Depuis l’arrivée de la Covid-19 qui a entraîné un boom du numérique dans le secteur de l’emploi, les pays essayent d’anticiper l’impact de l’IA sur les travailleurs. Un nouveau rapport du FMI montre que si l’impact sera moins important en Afrique qu’ailleurs, il risque d’aggraver les inégalités entre les pays.
Près de 40% des emplois dans le monde seront impactés par les effets de l’Intelligence artificielle (IA). C’est ce qui ressort d’un rapport publié le 14 janvier dernier par le Fonds monétaire international (FMI).
Selon l’étude, cet impact sera inégalement réparti selon le niveau de développement des pays. Alors que les pays riches verront 60% de leurs emplois être impactés par l’IA, ce taux n’atteindra que 40% dans les pays émergents contre seulement 26% dans les pays à faible revenu. En d’autres termes, les pays avancés seront ceux où les emplois seront les plus vulnérables à l’IA, mais également ceux où les travailleurs seront le plus à même de profiter des opportunités offertes par cette révolution, creusant ainsi les inégalités avec les pays les plus pauvres.
« Ces conclusions laissent entendre que l’IA donnera lieu à moins de bouleversements immédiats dans les pays émergents et les pays en développement. Il faut dire que nombre de ces pays ne disposent ni de l’infrastructure ni de la main-d’œuvre qualifiée pour tirer parti des bienfaits de l’IA, ce qui accentue le risque de voir la technologie aggraver les inégalités entre les pays au fil du temps » précise le FMI.
Préparer l’Afrique à saisir le potentiel de l’IA
Ce rapport intervient dans un contexte où l’Intelligence artificielle devient de plus en plus une question majeure de politique publique, tant au niveau des pays riches que des pays pauvres. En Afrique, les événements et conférences sur le thème de l’IA se sont multipliés ces dernières années, stimulés par les perturbations apportées par la crise de Covid-19 dans les habitudes des populations, désormais de plus en plus influencées par le numérique.

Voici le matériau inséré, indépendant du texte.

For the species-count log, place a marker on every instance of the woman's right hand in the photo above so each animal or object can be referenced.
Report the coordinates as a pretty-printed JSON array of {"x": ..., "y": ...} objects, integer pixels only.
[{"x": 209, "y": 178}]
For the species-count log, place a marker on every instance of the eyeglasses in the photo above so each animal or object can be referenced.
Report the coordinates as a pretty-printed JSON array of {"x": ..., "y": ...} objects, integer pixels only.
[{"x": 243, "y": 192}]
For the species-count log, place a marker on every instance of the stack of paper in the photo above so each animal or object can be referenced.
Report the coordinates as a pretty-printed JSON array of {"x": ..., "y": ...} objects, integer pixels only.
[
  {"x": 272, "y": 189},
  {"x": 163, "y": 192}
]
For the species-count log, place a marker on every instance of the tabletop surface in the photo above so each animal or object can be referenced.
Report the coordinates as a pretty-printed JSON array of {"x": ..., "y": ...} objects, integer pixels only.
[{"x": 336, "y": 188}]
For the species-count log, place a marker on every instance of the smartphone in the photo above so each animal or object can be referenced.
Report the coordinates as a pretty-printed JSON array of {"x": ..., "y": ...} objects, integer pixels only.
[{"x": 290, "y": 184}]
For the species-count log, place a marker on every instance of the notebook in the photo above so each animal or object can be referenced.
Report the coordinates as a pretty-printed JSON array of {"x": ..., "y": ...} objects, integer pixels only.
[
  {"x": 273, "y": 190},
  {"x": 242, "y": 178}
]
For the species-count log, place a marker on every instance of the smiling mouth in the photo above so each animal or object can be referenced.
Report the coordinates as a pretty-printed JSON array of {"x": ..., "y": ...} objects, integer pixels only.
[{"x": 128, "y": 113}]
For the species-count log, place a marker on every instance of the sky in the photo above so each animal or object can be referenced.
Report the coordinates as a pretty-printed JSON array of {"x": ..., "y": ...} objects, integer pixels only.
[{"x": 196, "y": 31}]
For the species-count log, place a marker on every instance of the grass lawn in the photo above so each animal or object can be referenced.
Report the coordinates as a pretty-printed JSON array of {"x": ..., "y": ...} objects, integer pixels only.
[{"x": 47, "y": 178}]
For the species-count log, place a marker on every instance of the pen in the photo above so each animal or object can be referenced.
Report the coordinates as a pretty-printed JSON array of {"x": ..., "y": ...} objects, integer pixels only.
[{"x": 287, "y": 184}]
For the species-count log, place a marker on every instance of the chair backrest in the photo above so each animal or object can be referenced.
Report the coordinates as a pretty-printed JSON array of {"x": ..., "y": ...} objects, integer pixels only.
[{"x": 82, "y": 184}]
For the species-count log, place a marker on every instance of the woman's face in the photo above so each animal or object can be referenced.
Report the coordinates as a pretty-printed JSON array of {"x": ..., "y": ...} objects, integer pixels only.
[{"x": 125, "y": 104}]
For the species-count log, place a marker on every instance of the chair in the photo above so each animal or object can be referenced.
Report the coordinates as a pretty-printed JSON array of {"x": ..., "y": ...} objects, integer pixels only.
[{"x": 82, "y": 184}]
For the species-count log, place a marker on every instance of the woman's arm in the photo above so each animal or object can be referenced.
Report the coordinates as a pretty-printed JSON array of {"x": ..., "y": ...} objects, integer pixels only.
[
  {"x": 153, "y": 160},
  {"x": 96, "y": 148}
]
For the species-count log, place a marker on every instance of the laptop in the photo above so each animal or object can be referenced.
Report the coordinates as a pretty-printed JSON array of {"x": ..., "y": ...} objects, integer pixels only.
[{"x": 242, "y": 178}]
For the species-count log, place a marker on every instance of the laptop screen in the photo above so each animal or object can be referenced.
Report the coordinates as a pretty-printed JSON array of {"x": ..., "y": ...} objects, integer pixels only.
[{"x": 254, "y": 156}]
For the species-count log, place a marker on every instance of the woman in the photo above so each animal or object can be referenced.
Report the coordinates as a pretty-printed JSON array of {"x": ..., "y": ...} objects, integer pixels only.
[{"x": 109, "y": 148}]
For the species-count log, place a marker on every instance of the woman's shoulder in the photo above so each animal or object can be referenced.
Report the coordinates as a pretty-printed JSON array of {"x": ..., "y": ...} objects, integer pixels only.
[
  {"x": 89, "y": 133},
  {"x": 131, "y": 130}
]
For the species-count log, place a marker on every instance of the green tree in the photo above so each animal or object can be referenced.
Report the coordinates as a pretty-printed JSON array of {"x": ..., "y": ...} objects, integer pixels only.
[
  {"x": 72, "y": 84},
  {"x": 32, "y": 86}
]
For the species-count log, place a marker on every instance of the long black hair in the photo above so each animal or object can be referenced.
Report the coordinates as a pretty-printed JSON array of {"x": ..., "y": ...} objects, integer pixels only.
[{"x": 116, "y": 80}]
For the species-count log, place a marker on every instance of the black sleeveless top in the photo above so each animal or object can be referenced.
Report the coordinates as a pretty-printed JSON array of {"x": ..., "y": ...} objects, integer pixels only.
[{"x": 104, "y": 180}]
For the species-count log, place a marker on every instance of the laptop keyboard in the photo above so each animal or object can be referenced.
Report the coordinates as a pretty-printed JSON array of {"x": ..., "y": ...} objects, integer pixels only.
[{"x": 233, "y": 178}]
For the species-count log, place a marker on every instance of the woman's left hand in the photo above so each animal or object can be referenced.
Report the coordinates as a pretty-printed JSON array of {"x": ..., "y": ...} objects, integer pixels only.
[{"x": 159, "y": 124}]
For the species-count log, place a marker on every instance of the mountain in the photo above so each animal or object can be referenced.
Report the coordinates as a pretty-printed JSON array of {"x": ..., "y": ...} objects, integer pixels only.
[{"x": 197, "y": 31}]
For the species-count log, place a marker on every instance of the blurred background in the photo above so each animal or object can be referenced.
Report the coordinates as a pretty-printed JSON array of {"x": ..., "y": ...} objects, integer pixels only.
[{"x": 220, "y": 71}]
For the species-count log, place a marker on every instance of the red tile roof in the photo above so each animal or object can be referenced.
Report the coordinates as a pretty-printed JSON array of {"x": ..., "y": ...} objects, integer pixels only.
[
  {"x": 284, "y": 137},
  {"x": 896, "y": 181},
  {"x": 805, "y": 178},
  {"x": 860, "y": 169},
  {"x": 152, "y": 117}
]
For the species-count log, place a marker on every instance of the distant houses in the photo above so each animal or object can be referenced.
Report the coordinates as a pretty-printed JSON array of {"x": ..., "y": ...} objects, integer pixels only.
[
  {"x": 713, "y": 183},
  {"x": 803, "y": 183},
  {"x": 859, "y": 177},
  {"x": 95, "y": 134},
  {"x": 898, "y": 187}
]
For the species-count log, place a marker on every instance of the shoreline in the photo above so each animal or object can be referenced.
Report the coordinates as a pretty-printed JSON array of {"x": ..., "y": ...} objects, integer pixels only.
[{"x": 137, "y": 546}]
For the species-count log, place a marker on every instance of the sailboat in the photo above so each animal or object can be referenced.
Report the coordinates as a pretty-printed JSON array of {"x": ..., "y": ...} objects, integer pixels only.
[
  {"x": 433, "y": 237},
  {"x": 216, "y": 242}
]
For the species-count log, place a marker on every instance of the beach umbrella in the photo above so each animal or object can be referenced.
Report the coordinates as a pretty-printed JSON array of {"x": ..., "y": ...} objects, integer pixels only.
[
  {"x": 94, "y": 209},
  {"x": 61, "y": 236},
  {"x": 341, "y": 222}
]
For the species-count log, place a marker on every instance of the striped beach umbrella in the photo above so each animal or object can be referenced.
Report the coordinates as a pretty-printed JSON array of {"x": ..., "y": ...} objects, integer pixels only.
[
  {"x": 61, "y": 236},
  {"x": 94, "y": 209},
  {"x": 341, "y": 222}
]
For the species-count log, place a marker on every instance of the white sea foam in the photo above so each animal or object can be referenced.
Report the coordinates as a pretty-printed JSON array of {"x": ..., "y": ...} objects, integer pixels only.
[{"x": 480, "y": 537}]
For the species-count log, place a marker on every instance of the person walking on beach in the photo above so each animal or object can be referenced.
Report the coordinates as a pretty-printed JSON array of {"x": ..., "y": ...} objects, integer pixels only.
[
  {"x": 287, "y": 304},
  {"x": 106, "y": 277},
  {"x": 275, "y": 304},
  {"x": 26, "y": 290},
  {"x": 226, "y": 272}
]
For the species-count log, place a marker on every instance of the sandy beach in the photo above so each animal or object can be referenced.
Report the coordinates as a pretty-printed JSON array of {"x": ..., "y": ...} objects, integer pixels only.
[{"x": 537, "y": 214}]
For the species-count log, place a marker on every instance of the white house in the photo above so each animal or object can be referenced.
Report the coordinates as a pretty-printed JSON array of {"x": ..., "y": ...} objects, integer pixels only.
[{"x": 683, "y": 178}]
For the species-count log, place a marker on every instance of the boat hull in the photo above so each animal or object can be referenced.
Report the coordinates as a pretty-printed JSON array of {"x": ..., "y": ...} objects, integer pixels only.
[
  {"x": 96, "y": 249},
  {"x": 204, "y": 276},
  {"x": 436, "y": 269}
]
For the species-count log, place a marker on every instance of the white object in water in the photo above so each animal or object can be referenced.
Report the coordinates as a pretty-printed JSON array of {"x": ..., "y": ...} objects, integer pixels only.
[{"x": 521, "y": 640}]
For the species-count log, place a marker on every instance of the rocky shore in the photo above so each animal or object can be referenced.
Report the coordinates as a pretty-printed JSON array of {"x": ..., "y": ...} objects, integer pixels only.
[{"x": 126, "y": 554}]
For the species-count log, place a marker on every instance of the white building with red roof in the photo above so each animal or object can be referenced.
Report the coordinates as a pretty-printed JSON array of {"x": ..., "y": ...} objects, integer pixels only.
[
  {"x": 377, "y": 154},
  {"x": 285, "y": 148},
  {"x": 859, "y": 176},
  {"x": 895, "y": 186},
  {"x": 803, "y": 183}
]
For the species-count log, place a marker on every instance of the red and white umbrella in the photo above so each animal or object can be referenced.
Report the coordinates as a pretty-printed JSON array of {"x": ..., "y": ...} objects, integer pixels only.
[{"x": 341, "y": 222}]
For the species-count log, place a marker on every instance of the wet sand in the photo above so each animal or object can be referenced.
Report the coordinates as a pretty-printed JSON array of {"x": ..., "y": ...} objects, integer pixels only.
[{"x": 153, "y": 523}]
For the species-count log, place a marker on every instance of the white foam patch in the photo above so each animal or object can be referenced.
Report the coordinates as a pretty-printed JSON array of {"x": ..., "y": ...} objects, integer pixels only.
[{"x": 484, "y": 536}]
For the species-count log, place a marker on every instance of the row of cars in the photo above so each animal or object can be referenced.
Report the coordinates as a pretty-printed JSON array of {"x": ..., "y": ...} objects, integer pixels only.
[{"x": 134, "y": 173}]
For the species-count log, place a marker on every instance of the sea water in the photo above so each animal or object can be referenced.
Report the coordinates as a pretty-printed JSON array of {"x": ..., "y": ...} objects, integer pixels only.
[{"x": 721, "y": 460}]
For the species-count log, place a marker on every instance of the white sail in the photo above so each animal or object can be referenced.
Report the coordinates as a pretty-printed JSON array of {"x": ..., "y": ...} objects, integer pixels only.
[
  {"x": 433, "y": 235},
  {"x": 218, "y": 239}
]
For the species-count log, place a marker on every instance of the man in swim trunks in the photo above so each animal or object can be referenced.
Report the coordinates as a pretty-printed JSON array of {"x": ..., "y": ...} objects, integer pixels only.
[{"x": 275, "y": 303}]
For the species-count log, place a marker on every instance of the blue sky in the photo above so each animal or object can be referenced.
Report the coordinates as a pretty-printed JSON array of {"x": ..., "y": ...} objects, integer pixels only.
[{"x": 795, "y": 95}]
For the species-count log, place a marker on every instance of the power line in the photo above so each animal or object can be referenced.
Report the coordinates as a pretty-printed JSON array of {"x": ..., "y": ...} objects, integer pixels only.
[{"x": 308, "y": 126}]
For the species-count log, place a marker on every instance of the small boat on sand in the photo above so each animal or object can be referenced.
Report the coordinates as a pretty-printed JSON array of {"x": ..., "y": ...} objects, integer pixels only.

« On ne sait pas encore comment [l’IA, Ndlr] affectera les emplois existants et quelles seront les préoccupations en matière de sécurité, mais il est déjà possible de voir que c’est l’Afrique qui a le plus à gagner », déclarait le président rwandais Paul Kagame en avril 2023, à l’occasion du Transform Africa Summit, dont les discussions ont accordé une place centrale à cette question.
Si la volonté d’anticiper sur la question et de saisir le potentiel de cette révolution numérique pour l’Afrique, tant au niveau des décideurs publics que des acteurs privés, semble présente, le continent doit encore relever d’importants défis qui l’empêchent d’être préparé au déploiement à plein potentiel de l’IA. Malgré la progression importante du nombre d’abonnés internet sur le continent, l’Afrique reste la région la moins connectée du monde.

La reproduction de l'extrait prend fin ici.